Out-of-hospital follow-up is a continuous treatment. The change of new nursing model attaches importance to the implementation of out-of-hospital follow-up and continuous nursing. It is mainly to understand the recovery of patients outside the hospital and whether adverse events occur. The patients are reminded to have regular reexamination in time. The patients with postoperative medication can also be informed of their drug usage, dosage, and specific course of treatment in detail. This model can reduce the postoperative readmission rate of patients and promote the rehabilitation of patients.
The implementation of the ERAS concept can reduce the complications and stress events caused by surgery compared with the traditional nursing model, accelerate the postoperative rehabilitation of patients, shorten the hospital stay of patients, and save medical resources. Furthermore, it can also improve the continuous care of patients outside the hospital and reduce the readmission rate of patients. The implementation of this concept has successfully revolutionized nursing technology and transformed traditional procedural nursing into whole-course nursing.
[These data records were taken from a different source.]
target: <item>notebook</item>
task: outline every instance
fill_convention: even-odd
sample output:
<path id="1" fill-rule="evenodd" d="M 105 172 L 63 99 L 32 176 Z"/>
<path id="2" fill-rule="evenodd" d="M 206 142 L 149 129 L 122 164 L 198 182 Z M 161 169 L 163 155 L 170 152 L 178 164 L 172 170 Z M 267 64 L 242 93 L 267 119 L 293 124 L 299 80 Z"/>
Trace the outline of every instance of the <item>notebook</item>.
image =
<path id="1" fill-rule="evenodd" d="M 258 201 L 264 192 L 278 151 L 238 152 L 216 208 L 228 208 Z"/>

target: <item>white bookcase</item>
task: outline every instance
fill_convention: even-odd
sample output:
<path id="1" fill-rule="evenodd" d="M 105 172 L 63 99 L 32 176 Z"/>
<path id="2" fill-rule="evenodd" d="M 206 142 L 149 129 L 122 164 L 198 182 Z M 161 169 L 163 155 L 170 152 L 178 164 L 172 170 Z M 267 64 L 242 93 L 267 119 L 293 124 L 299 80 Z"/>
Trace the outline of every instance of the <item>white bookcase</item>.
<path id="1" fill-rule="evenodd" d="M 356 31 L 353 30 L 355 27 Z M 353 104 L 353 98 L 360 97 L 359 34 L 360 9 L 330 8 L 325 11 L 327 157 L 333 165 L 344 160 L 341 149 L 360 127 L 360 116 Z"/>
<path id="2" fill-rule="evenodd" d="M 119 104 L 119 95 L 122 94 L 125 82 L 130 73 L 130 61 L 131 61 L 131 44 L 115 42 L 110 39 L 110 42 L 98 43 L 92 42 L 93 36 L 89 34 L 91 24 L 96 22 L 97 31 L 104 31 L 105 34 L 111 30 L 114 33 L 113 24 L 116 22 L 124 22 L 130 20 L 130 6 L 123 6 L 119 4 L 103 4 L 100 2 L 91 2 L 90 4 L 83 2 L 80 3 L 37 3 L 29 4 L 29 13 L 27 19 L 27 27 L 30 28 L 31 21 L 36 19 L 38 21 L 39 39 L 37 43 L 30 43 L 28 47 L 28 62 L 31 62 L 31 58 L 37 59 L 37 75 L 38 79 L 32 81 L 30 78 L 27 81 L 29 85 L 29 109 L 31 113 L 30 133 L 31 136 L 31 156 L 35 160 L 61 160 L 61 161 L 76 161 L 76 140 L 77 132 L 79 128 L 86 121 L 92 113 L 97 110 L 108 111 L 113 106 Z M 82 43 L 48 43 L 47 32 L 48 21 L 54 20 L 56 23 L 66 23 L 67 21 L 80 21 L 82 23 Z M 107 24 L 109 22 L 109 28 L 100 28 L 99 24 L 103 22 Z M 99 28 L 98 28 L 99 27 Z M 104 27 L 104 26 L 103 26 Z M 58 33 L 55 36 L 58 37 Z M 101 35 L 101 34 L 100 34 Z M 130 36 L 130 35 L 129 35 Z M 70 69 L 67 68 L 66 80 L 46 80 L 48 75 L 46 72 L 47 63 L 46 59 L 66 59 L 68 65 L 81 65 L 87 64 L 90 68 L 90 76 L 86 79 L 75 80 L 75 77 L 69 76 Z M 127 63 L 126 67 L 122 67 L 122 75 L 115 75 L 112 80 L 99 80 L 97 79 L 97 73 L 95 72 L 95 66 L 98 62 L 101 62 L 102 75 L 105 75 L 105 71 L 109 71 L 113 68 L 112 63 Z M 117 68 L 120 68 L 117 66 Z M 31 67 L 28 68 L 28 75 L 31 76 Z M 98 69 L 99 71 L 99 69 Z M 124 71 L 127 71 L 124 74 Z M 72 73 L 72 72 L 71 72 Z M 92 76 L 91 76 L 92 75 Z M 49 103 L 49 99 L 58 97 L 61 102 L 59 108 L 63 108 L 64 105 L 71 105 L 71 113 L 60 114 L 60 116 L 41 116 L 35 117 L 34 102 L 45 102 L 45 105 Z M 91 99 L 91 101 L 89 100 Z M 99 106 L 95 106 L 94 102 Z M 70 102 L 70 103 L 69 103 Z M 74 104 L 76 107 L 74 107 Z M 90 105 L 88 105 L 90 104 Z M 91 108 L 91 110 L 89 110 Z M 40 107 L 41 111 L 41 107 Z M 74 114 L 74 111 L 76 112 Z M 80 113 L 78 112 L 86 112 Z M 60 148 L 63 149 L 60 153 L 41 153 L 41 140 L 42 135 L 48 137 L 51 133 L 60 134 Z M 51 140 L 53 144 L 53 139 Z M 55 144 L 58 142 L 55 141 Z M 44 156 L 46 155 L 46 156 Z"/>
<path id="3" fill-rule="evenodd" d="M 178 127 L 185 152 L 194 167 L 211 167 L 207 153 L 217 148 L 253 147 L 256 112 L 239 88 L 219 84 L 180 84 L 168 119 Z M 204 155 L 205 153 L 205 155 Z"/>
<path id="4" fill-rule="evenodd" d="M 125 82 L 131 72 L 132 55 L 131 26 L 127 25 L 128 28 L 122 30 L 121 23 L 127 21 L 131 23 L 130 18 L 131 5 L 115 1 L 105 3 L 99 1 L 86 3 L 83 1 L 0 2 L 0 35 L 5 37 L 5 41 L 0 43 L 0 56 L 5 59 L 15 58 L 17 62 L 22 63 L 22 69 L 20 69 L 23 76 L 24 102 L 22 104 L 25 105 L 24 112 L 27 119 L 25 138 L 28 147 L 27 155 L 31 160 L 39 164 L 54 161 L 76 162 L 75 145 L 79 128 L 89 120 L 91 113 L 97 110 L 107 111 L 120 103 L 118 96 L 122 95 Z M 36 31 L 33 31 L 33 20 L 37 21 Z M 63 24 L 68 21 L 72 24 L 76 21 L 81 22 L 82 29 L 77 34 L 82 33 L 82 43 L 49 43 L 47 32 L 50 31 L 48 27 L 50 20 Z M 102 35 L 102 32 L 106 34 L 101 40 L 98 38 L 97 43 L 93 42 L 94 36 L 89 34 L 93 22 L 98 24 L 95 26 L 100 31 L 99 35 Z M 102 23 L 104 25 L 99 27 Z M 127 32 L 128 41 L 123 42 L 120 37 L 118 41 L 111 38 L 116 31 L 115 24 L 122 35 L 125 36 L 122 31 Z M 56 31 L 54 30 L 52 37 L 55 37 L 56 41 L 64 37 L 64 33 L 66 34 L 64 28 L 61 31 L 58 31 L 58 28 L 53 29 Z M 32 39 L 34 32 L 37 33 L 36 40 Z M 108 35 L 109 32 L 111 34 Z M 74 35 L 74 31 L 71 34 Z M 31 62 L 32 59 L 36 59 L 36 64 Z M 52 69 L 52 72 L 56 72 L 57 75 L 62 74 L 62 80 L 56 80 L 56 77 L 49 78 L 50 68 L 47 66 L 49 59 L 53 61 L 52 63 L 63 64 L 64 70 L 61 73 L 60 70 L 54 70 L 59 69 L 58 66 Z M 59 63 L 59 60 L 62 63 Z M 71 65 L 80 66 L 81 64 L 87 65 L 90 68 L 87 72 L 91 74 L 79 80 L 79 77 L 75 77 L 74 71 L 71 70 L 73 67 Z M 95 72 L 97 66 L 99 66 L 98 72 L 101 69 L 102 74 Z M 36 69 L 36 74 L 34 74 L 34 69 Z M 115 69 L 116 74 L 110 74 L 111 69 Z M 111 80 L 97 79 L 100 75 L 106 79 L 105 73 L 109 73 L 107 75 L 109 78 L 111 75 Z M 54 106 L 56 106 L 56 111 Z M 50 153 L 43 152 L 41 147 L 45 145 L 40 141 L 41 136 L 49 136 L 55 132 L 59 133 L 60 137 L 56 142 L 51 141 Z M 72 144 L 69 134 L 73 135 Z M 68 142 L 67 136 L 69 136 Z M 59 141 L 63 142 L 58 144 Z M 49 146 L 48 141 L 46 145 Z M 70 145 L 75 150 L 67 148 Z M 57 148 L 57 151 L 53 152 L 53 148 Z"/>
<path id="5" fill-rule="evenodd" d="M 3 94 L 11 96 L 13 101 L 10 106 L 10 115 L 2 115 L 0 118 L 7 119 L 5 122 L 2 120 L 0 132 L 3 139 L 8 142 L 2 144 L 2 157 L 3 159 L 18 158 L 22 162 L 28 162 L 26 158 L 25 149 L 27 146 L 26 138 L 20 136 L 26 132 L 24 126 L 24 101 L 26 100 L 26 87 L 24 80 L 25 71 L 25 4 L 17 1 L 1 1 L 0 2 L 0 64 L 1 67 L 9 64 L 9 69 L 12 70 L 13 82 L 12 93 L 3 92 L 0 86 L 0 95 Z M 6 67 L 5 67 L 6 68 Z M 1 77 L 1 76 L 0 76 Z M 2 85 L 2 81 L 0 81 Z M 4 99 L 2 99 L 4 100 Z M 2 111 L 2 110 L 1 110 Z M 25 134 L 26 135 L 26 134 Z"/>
However, this new concept still has the problems of insufficient specialty concreteness, small study sample, and insufficient long-term follow-up of patients. In addition, this concept also puts forward higher requirements for the overall quality of nursing staff. These advantages and challenges still suggest great potential for new ERAS concepts.
Ethical approval
Ethical issues are not involved in this article.
Conflicts of interest
All contributing authors declare no conflicts of interest.